This article is from the Australian Property Journal archive
EUREKA Group Holdings Limited (ASX: EGH) saw a dip in profit over FY24, after lower property valuations and increases costs, including those spent on defending Aspen Group Limited’s unsuccessful takeover offer.
EGH’s statutory net profit after tax for FY24 came in at $13.2 million, down from FY23’s $19.2 million result.
The group’s revenue was up 13% to $41.1 million from FY23’s $36.4 million, attributed to strong resident demand, rental growth and acquisitions.
Over the year, underlying EBITDA was also up 20% to $15.2 million from $12.6 million in FY23 and in line with the group’s guidance of between $15.0 million to $15.3 million.
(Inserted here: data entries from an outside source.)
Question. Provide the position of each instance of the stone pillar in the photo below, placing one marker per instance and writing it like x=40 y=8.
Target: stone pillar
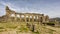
x=32 y=18
x=29 y=17
x=20 y=18
x=25 y=18
x=36 y=18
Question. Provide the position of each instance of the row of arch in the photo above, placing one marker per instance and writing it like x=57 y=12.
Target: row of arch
x=28 y=17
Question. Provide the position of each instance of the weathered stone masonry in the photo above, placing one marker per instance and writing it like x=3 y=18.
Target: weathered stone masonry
x=27 y=17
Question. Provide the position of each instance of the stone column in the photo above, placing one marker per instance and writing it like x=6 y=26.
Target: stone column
x=32 y=18
x=36 y=18
x=29 y=17
x=25 y=18
x=20 y=18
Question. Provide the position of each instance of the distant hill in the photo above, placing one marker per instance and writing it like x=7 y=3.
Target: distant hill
x=57 y=18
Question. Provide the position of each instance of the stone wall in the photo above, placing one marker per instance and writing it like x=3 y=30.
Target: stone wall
x=27 y=17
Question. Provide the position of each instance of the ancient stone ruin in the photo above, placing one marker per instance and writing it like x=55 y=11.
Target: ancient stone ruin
x=27 y=17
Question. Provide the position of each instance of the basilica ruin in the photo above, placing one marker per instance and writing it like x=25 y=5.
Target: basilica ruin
x=26 y=17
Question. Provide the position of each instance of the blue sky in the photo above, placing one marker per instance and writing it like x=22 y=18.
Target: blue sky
x=47 y=7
This included like-for-like growth in underlying EBITDA of 7%.
Underlying profit before tax was up 13% to $9.1 million from $8.0 million in the previous financial year.
Eureka determined a final dividend of 0.7 cents per share (unfranked), taking the total dividend for FY24 to 1.4 cents per share, compared to 1.34 cents per share in FY23.
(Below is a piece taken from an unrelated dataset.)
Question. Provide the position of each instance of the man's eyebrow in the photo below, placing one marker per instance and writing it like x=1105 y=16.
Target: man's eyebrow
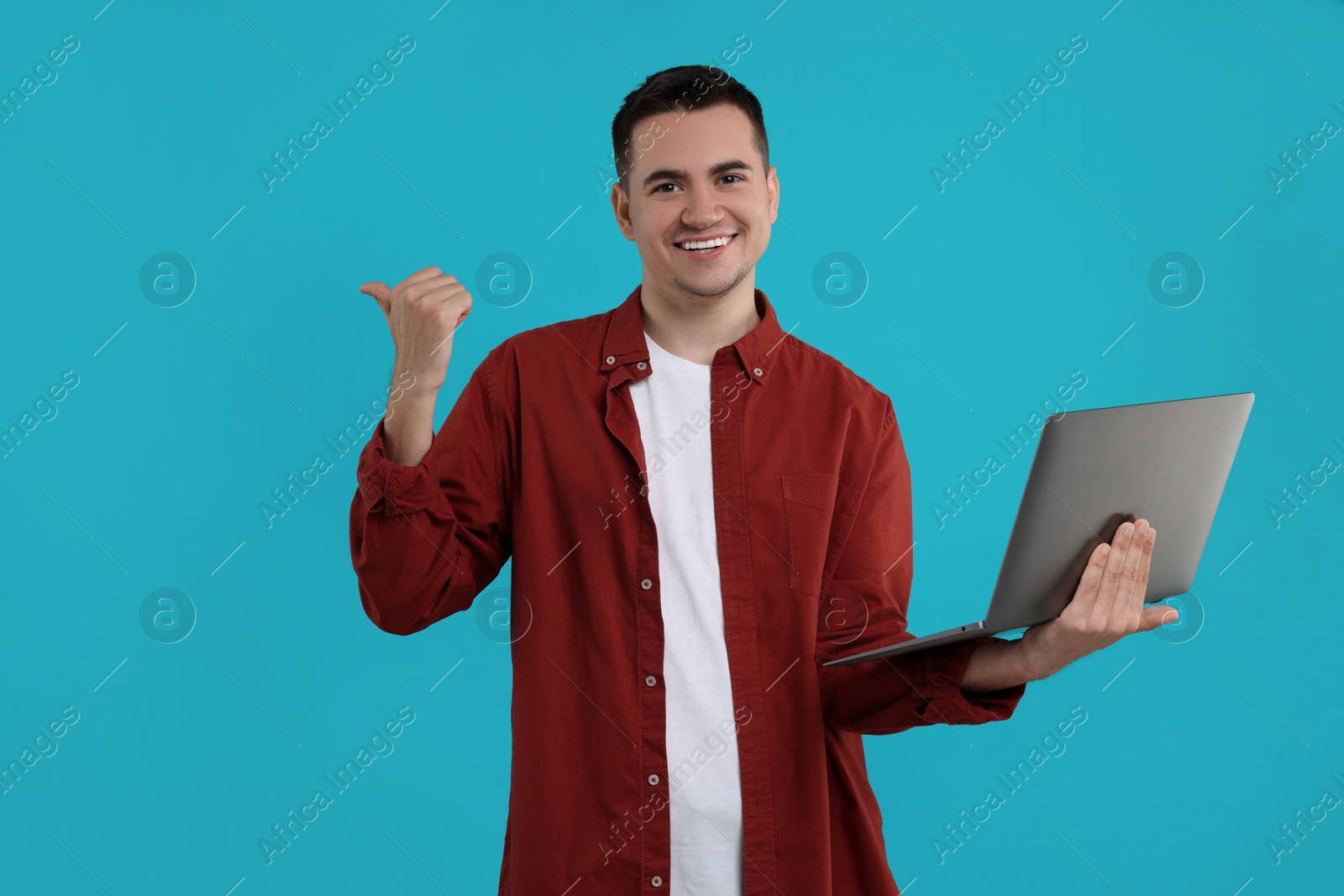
x=722 y=168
“It is pleasing that the underlying EBITDA and earnings per share were in line with guidance and it reflects the quality of our assets and our sustained high occupancy levels across the portfolio,” said Murray Boyte, executive chairman at Eureka.
More than 90% of the group’s property portfolio was independently valued over the year, resulting in a $14.1 million uplift with capitalisation rates remaining stable.
Over the year, the group acquired six villages in Western Australia in December 2023 for $44 million, with an average occupancy exceeding 98%.
“The performance, as well as the strategic acquisition of six villages in Western Australia by the Eureka Villages WA Fund, further enhances Eureka’s value proposition as the pure-play leader in the specialised affordable seniors build to rent sector,” added Boyte.
Acquisitions, developments, capital improvements and revaluations over FY24 resulted in a 31% increase in assets under management to $78 million.
Eureka’s net debt was at $89.1 million, with gearing within the group’s target range at 36.6%.
“Eureka’s stable earnings and cashflow generation has been underpinned by inflation indexed government payments, including pension and rent assistance, to our residents,” said Boyte.
In its results announcement, the group also made note of the costs of defending Aspen’s under-valued take-over bid, which was a major constraint on Eureka’s business during the second half of the financial year.
“Looking ahead, Eureka is set to embark on a new chapter under the leadership of Simon Owen, who will commence in the role of CEO on 12 September 2024. With his experience in leading property and retirement living businesses, I am confident that Simon will build on the momentum already underway in driving scalability across our Australia-wide portfolio in a sustainable way to deliver excellent services to our residents and long-term value for our shareholders,” concluded Boyte.